Have only had experience of one hand-reared foal, he was agressive, bolshy and just unpleasent to be around, in fact he was universally disliked by humans and horses alike!! He was very dangerous in the field and regularly attacked people who came in to catch their horses. Don't know what happened to him as he was thrown off the yard, but there was a collective sigh of relief when he went!! I'm sure they're not all like that though, just depends who brings them up.
 
My NF pony was hand reared and she has been the easiest pony ever, she was properly socialised with other ponies the same age so I'm sure that made a difference. But certainly very people orientated and willing to do whatever you asked her, she was a doddle to break and is now a fab childrens pony.
 
I have only met one horse who had been hand reared. He was the most bolshy, aggressive horse I had ever met. He had no idea what your personal space was and he was very difficult to train, but he was "babied" by humans. I think the best thing would be to turn them out in a herd...youngsters the same age with a few older mares, so they can play with other horses their age but also have the older mares to put them back in their place when they step out of line.
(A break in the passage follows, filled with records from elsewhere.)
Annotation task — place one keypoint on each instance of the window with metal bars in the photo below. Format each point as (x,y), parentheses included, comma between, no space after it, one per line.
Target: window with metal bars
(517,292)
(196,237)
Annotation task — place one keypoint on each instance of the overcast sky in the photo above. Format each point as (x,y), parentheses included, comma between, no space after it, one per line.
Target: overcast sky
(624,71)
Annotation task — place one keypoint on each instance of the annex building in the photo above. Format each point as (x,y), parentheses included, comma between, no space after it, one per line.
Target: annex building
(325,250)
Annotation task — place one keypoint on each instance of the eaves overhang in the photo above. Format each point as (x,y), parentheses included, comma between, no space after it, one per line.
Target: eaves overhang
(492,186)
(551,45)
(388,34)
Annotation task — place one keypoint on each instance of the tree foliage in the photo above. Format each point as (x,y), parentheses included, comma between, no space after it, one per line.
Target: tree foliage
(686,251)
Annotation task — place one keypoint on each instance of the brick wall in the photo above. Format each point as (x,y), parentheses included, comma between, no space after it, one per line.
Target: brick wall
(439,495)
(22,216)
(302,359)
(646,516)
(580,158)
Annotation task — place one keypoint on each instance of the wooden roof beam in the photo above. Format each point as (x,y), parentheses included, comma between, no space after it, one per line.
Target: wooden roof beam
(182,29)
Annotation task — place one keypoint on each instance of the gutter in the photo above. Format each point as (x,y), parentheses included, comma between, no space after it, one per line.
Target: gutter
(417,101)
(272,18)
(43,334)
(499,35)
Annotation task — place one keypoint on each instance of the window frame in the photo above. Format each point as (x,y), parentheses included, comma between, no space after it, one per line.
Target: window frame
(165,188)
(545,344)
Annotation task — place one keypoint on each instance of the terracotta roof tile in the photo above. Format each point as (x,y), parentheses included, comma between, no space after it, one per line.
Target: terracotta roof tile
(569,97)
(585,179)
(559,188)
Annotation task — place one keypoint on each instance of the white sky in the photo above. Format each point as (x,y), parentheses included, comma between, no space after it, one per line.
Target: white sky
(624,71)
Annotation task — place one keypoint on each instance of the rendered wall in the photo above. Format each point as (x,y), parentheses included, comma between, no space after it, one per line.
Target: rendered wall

I think many hand reared horses do not get this sort of invaluable interaction.
 
It depends entirely upon how he's been brought up - a lot of orphan foals are babied and allowed to get away with a lot and don't get turned out with other mares and youngsters.
Normally a foal would be taught manners by their mom so in a mother's absence either the humans must be strict and ensure the foal has manners, or ideally, ensure the youngster is turned out with other youngsters and with a mare who has raised foals before so she can teach manners.
In considering this yearling I would be talking to the breeders about how they've raised him and go from there.